A humpback whale in Antarctica (photo credit: Chris Parsons)
Earlier this year the International Court of Justice (ICJ) ruled that Japan’s so-called “scientific whaling” in Antarctica (the JARPA II research program, to give its official title) was illegal. Article VIII of the International Convention on the Regulation of Whaling allows the lethal take of whales for scientific research purposes by “special permit.” The ICJ ruled, however, that the Japanese program was in violation of this provision, because JARPA II was not bona fide scientific research but was instead de facto commercial whaling.

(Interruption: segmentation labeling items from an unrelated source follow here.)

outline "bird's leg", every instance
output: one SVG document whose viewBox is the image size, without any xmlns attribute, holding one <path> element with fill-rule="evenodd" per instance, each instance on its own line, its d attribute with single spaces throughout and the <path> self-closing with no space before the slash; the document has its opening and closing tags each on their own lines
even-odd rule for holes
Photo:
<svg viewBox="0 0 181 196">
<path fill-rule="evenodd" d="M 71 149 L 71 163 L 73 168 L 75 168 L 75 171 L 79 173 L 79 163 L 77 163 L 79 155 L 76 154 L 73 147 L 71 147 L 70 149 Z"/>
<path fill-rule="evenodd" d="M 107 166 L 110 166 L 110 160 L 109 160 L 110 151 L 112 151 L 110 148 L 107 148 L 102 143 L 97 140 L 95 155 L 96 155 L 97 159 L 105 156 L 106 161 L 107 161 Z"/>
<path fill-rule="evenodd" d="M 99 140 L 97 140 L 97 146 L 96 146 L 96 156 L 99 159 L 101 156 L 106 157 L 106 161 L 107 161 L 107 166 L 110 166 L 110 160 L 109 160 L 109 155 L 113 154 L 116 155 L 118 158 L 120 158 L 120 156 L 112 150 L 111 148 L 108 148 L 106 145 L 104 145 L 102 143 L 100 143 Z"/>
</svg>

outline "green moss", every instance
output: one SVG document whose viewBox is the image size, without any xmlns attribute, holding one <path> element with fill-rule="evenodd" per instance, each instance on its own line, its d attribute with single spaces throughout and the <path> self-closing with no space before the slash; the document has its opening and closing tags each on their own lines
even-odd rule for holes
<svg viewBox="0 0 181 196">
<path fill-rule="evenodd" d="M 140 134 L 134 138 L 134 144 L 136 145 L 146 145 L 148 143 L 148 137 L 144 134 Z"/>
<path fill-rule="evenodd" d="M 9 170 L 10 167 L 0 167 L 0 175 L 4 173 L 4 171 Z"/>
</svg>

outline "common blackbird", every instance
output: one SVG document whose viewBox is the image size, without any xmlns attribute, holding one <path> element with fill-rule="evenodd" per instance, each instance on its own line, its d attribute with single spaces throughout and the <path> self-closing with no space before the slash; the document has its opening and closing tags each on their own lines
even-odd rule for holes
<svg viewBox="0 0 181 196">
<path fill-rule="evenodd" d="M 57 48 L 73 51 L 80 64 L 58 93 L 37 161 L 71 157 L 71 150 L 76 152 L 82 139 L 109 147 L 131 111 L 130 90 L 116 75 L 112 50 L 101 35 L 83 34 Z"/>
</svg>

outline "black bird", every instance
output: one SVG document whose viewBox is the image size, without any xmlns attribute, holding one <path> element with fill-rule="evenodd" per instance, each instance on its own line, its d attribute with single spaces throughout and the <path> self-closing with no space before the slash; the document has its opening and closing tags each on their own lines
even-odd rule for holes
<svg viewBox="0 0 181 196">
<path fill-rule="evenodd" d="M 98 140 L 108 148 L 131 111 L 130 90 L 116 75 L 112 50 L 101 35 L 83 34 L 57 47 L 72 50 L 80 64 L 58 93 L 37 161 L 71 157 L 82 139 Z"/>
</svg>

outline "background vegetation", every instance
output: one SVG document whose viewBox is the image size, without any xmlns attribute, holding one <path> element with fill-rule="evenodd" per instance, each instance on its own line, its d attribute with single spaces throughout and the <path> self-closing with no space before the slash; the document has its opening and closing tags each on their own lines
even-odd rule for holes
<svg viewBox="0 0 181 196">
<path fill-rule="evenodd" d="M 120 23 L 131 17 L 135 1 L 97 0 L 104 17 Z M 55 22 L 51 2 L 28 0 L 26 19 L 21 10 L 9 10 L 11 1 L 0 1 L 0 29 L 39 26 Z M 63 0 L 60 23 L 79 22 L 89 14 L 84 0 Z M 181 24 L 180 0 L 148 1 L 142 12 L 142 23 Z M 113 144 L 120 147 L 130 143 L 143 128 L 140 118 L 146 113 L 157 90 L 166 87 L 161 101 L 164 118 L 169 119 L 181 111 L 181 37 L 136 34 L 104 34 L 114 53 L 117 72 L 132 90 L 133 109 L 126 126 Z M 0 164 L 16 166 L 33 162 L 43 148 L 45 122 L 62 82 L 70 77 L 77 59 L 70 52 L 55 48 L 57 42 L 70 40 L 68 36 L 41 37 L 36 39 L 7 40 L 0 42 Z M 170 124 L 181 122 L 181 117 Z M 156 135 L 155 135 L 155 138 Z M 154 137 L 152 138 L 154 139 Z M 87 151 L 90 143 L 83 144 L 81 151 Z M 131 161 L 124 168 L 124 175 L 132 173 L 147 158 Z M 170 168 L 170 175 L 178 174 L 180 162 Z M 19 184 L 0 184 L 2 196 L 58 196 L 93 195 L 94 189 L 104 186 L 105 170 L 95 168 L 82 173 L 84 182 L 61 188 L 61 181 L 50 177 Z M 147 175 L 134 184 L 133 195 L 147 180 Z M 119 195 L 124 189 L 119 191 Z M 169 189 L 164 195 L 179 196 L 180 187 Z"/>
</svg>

The Japanese Government initially stated that it would abide by the ICJ’s decision and discontinue JARPA II, but then later announced it would conduct a new research program in the Antarctic (JARPA III?). This sudden turnabout was less based on science or market forces than politics, no doubt – sales of whale meat in Japan have been declining and there is currently a warehoused surplus. It may have also been influenced by NGOs (specifically Sea Shepherd) publicly claiming to have “defeated” the Japanese Government and forced them to end the Antarctic hunt (for the record, Sea Shepherd was not involved in the ICJ court case at all, and can claim no responsibility for the outcome). For the fiercely proud and nationalistic Japanese politicians, to have a small NGO – which they have labelled a “terrorist organization” – beat them would be politically untenable.